EDITORIAL

Getting it wrong


It's amazing, with all the historical resources available, that somebody could get something so wrong - especially a general readership publication such as U.S. News & World Report, which this week published a double issue dedicated to "The Year 1000: what life was like in the last millennium."

In the section called "Heroes: fearless, devout and terrifying," the following caption jumps out: "In converting Kievan Rus, Vladimir made Russia what it is today."

Unfortunately, there's more.

The sidebar on Grand Prince Vladimir (referred to as "king" in another sidebar) is titled "A trader in theology; The mercantile origins of Russian orthodoxy"; it incorrectly notes that Volodymyr converted his subjects "to the Eastern Orthodox branch of Christianity" and in the next paragraph informs readers that his "choice was by no means a foregone conclusion" as "there were Catholics among Vladimir's ancestors."

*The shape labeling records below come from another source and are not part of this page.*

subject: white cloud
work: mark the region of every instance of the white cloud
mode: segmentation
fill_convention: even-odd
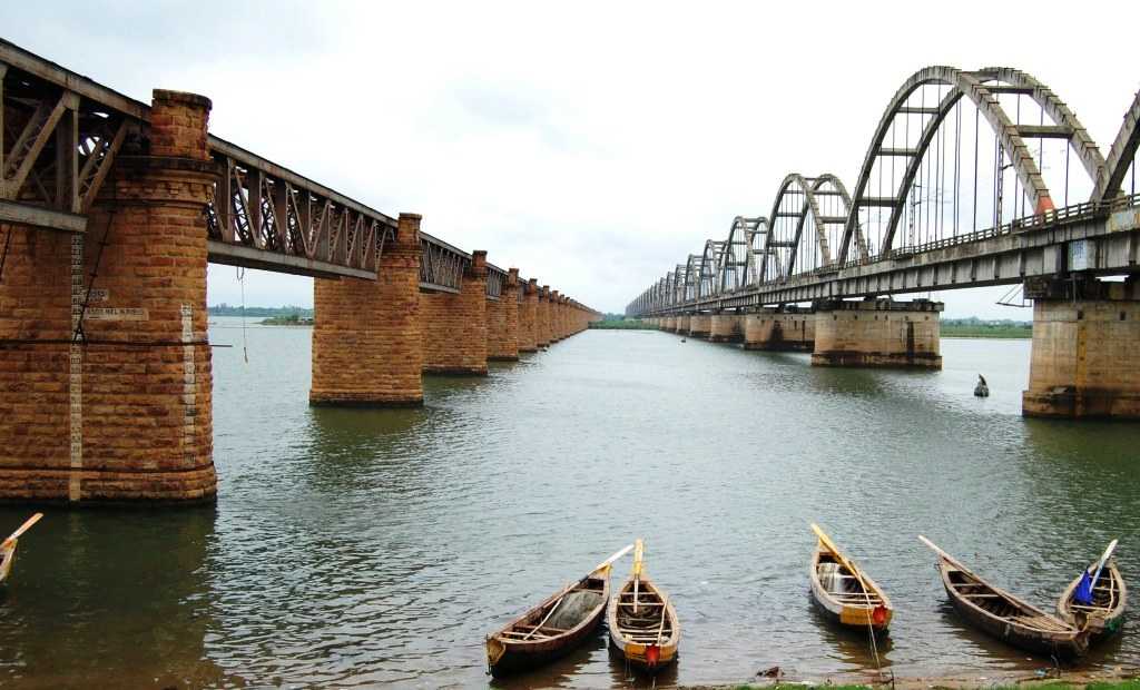
[[[1131,14],[1132,16],[1123,16]],[[3,34],[96,81],[214,102],[214,133],[498,266],[619,310],[789,171],[848,185],[928,64],[1026,70],[1107,151],[1138,10],[1070,3],[8,3]],[[211,301],[238,301],[211,267]],[[246,302],[311,301],[251,271]],[[1021,318],[988,292],[947,312]]]

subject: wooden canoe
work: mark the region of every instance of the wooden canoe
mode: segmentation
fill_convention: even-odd
[[[1026,651],[1074,660],[1089,651],[1089,635],[982,579],[926,537],[938,553],[938,570],[954,610],[970,625]]]
[[[1089,566],[1089,574],[1096,573],[1096,568],[1097,563]],[[1088,630],[1091,643],[1100,642],[1112,638],[1123,627],[1124,609],[1129,600],[1127,587],[1116,562],[1109,561],[1092,588],[1092,604],[1084,606],[1073,600],[1082,576],[1083,574],[1078,575],[1065,588],[1057,602],[1057,612],[1069,625]]]
[[[487,635],[487,668],[500,677],[542,666],[578,647],[597,628],[610,599],[610,569],[633,545],[586,577],[551,594],[502,630]]]
[[[820,537],[808,570],[816,608],[839,625],[887,632],[895,611],[890,599],[823,530],[812,529]]]
[[[669,598],[643,573],[644,546],[637,539],[629,578],[610,601],[610,642],[626,663],[657,673],[677,660],[681,622]]]
[[[16,531],[11,533],[3,542],[0,542],[0,584],[8,579],[8,575],[11,573],[11,565],[16,560],[16,545],[19,542],[19,537],[32,528],[40,521],[43,513],[35,513],[31,518],[24,521]]]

Don't the magazine's editors know the distinction between Rus' and Russia? Doesn't anybody at the newsmagazine know history or know how to consult good historical sources? Doesn't anyone realize that there was no Orthodoxy or Catholicism yet, that Volodymyr the Great adopted Christianity before the schism?

A timeline in the first millennium issue gives the following information: "980 - With the help of Vikings, Vladimir establishes the first Russian dynasty in Kiev." And then there is a fold-out map that identifies what should properly be called Kyivan Rus' as Kievan Russia, followed by the description, in parentheses, "Viking descendants," leading one to think there were no people on those territories before the Vikings arrived. A fact box on "Viking Kingdoms" notes that the Vikings "went ... east to settle in Russia."

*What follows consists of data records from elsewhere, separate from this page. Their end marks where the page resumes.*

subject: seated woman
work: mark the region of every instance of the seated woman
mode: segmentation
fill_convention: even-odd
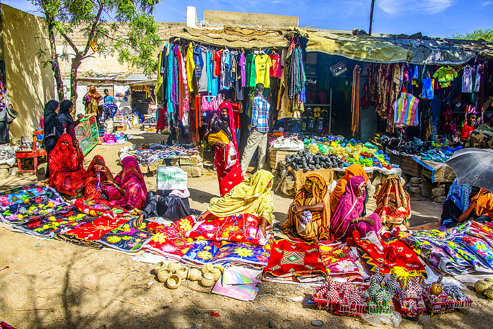
[[[366,181],[361,176],[352,177],[346,184],[346,192],[341,197],[331,219],[330,232],[336,240],[345,241],[352,236],[354,230],[358,231],[360,237],[364,237],[371,231],[378,234],[382,228],[382,222],[378,214],[360,217],[366,196]]]
[[[466,220],[480,223],[493,220],[493,194],[482,188],[469,202],[471,186],[460,185],[457,181],[456,179],[450,186],[443,204],[442,225],[450,228]]]
[[[318,174],[307,176],[305,185],[291,204],[287,220],[281,228],[284,233],[318,243],[329,240],[330,211],[327,184]]]
[[[401,229],[409,227],[411,217],[411,199],[402,185],[404,179],[396,175],[387,177],[377,194],[375,214],[387,229],[400,226]]]
[[[260,229],[266,237],[274,220],[274,193],[271,190],[274,178],[268,171],[259,170],[222,198],[212,198],[207,211],[197,218],[197,221],[211,214],[218,217],[249,214],[260,219]]]
[[[121,160],[123,169],[115,177],[102,181],[109,202],[128,210],[144,207],[147,188],[137,160],[127,156]],[[103,171],[107,178],[107,169]],[[110,173],[110,174],[111,173]]]
[[[219,107],[217,116],[211,124],[208,137],[211,145],[215,146],[214,167],[217,172],[221,196],[224,196],[244,179],[238,160],[238,147],[234,129],[235,119],[231,104],[223,102]],[[232,129],[234,134],[232,133]]]
[[[173,221],[189,216],[196,211],[190,209],[189,196],[188,188],[149,191],[145,198],[144,211],[137,219],[137,226],[141,226],[142,220],[150,215],[169,219]]]
[[[105,188],[102,182],[113,179],[109,169],[101,155],[95,155],[87,168],[87,184],[84,191],[85,198],[104,196]]]
[[[334,214],[334,212],[335,211],[336,208],[337,208],[337,205],[339,203],[339,199],[341,198],[343,193],[346,191],[346,184],[348,183],[348,182],[349,182],[351,178],[353,176],[361,176],[365,179],[365,182],[368,182],[368,175],[366,174],[366,172],[363,169],[361,165],[358,165],[357,163],[353,163],[346,168],[346,175],[337,181],[337,184],[336,185],[336,187],[334,188],[334,190],[330,193],[329,202],[330,204],[331,214]],[[366,185],[365,188],[366,188]],[[367,197],[364,200],[364,205],[366,205],[367,201],[368,201],[368,190],[365,190],[366,192],[365,195],[367,195]],[[364,206],[363,209],[363,214],[366,215],[366,212]]]
[[[62,135],[48,156],[49,186],[69,195],[80,193],[87,182],[83,162],[84,155],[77,140],[72,145],[72,138],[67,134]]]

Oh, boy. Kind of makes your head spin, doesn't it? This, unfortunately, is what passes for history on the pages of our magazines. There's just no way this can be considered educational, or informative, or even useful. Furthermore, such "reporting" can only be perceived as a disservice to readers.

And, there's more.

Next we took a look at the on-line version of the magazine, which included lists of sources for more information - all of them, you guessed it, Russian: the Russian Embassy in Washington, the Russian Studies Program at Bucknell University (which is linked to the site of none other than the Moscow Patriarchate of the Russian Orthodox Church), something called Russia.Net., and others. Need we say more?

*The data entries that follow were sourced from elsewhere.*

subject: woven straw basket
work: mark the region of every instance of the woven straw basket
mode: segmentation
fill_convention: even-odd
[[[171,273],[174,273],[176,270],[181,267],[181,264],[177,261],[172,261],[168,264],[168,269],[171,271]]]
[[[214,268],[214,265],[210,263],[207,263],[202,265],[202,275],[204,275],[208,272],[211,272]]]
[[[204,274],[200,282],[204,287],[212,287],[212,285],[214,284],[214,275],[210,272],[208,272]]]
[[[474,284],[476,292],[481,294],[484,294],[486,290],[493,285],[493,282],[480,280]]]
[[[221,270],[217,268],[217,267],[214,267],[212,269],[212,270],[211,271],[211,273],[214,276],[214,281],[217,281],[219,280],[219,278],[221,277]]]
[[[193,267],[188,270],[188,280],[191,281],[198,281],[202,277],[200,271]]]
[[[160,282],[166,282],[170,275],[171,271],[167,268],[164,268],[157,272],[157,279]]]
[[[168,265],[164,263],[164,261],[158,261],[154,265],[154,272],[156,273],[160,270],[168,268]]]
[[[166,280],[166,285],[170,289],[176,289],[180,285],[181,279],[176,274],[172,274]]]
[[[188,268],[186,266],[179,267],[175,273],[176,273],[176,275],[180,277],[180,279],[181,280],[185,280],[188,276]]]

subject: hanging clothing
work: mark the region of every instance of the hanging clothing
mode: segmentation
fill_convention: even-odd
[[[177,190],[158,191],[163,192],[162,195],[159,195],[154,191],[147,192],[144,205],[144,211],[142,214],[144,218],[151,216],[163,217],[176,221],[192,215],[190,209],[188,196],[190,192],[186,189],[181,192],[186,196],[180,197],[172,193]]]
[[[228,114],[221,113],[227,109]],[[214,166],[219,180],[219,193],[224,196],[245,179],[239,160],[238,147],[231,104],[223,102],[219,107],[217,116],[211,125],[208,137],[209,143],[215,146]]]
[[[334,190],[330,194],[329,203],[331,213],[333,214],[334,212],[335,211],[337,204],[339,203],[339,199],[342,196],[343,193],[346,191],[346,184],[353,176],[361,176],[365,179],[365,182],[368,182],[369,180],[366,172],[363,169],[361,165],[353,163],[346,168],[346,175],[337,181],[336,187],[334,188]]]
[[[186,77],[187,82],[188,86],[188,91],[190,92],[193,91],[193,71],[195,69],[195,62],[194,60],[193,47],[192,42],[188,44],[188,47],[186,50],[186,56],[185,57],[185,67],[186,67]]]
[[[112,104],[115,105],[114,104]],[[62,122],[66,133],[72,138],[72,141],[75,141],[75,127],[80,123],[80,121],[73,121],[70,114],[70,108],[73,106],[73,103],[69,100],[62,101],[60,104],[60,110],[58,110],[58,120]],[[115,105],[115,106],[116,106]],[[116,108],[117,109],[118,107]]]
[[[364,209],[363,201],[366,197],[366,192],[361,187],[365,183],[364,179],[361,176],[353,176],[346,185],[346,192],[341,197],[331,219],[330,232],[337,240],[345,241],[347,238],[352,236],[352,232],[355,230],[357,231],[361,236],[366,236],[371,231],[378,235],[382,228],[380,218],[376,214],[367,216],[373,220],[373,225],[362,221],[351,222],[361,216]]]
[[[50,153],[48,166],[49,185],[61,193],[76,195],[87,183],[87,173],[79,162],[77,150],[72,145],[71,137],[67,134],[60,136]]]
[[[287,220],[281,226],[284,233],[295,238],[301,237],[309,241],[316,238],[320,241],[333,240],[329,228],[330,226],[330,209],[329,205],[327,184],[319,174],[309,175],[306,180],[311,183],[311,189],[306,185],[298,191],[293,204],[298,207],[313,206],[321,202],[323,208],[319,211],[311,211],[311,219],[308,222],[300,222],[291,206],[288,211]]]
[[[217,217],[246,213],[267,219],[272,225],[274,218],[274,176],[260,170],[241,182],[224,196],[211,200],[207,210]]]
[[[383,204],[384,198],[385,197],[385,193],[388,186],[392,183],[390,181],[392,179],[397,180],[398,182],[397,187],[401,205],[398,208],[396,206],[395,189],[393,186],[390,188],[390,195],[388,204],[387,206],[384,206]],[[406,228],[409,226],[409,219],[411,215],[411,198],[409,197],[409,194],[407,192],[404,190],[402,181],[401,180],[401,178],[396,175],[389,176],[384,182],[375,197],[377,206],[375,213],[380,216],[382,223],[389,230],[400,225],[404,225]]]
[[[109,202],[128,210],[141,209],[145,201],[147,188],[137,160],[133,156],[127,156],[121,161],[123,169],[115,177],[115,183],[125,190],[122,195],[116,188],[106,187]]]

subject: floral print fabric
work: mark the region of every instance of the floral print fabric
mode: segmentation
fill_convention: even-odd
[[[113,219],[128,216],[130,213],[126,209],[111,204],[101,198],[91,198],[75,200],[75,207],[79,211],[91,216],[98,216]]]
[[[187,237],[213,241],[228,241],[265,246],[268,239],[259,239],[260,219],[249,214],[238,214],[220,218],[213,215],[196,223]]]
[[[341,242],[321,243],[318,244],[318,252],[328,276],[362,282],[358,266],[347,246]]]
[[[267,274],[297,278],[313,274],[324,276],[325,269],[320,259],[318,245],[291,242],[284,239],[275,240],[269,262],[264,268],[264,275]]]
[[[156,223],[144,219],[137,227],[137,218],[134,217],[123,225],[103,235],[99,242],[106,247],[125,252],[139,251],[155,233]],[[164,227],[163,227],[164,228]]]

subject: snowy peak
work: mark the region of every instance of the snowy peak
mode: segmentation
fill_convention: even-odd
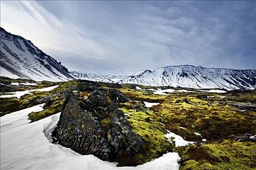
[[[206,68],[191,65],[168,66],[140,71],[126,83],[146,85],[227,89],[256,88],[256,70]]]
[[[36,81],[74,79],[65,67],[29,40],[0,27],[1,76]]]

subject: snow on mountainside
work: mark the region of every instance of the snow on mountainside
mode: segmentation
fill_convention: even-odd
[[[73,79],[68,69],[21,36],[0,31],[0,75],[36,81]]]
[[[190,65],[168,66],[140,71],[129,76],[97,76],[71,72],[78,79],[144,85],[195,88],[256,88],[256,70],[211,68]],[[96,78],[97,77],[97,78]]]

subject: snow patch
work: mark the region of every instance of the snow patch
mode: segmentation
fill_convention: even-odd
[[[139,87],[138,86],[137,86],[136,87],[136,89],[137,89],[137,90],[142,90],[142,89],[141,88]]]
[[[225,96],[207,96],[208,98],[225,98]]]
[[[40,106],[39,106],[40,105]],[[3,170],[178,170],[180,159],[168,153],[137,167],[117,167],[93,155],[82,155],[49,142],[60,113],[27,124],[27,115],[42,104],[1,117],[0,165]],[[35,108],[36,107],[36,108]],[[34,108],[35,109],[32,109]],[[29,110],[31,109],[31,110]],[[17,116],[19,119],[17,119]],[[3,119],[5,118],[4,119]],[[20,122],[24,121],[20,124]],[[5,126],[5,128],[2,127]],[[47,137],[46,137],[46,136]],[[47,139],[47,138],[48,139]]]
[[[19,83],[11,83],[11,85],[20,85]]]
[[[200,135],[199,133],[197,133],[197,132],[194,132],[194,133],[195,134],[196,134],[197,136],[201,136],[201,135]]]
[[[182,137],[175,134],[174,133],[170,132],[169,130],[167,130],[168,134],[166,134],[164,135],[164,136],[167,139],[167,140],[171,143],[172,142],[172,138],[173,137],[174,139],[173,140],[175,142],[175,146],[177,147],[178,146],[185,146],[189,144],[193,144],[195,143],[195,142],[193,141],[188,141],[183,139]]]
[[[55,85],[55,86],[52,86],[51,87],[45,87],[43,88],[39,88],[38,89],[34,89],[34,90],[25,90],[25,91],[15,91],[13,92],[10,92],[12,93],[14,93],[14,94],[11,95],[1,95],[0,96],[0,98],[11,98],[11,97],[17,97],[18,99],[20,99],[20,97],[28,94],[32,94],[31,93],[31,92],[33,91],[49,91],[53,90],[55,88],[57,88],[59,87],[59,85]],[[1,93],[0,93],[1,94]]]
[[[28,82],[21,83],[20,84],[21,85],[38,85],[36,83],[28,83]]]
[[[198,90],[200,91],[205,92],[209,92],[209,93],[224,93],[227,92],[226,91],[221,90],[211,89],[210,90]]]

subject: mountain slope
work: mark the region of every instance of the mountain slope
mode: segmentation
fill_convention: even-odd
[[[0,28],[1,76],[36,81],[74,79],[60,62],[45,54],[29,40]]]
[[[256,70],[210,68],[190,65],[168,66],[140,71],[129,76],[96,76],[71,72],[79,79],[144,85],[227,90],[256,88]]]
[[[142,70],[122,82],[143,85],[226,89],[256,88],[256,70],[205,68],[190,65]]]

We thought we'd fought this battle back in 1988, when Ukrainians around the world marked the Millennium of Christianity in Kyivan Rus', the first state of the Eastern Slavs, located on the territory of present-day Ukraine. Now, 11 years later, comes this reprehensible article in a major U.S. newsmagazine. It's as if there were no Ukrainian connections to Kyivan Rus', as if there were no Ukrainian sources (what about the Harvard Ukrainian Research Institute's Millennium Project?), almost as if there were no Ukraine. In fact, the only reference to Ukraine is this snippet: "Even today citizens of Kiev, now the capital of independent Ukraine, make pilgrimages to a monument commemorating Vladimir's deed."

Our advice: Save your $3.95 (that's the newsstand price), borrow a copy of the August 16-23 issue of U.S. News & World Report from someone, go to the library or check it out on line (www.usnews.com). Read it, get angry, and write letters to the magazine for getting so many things so wrong and, most importantly, incorrectly attributing the history of Rus' to Russia. The address of the editorial offices: U.S. News & World Report, 1050 Thomas Jefferson St. NW, Washington DC 20007-3837; e-mail: [email protected]

Maybe, just maybe, they'll get it right in time for the next millennium.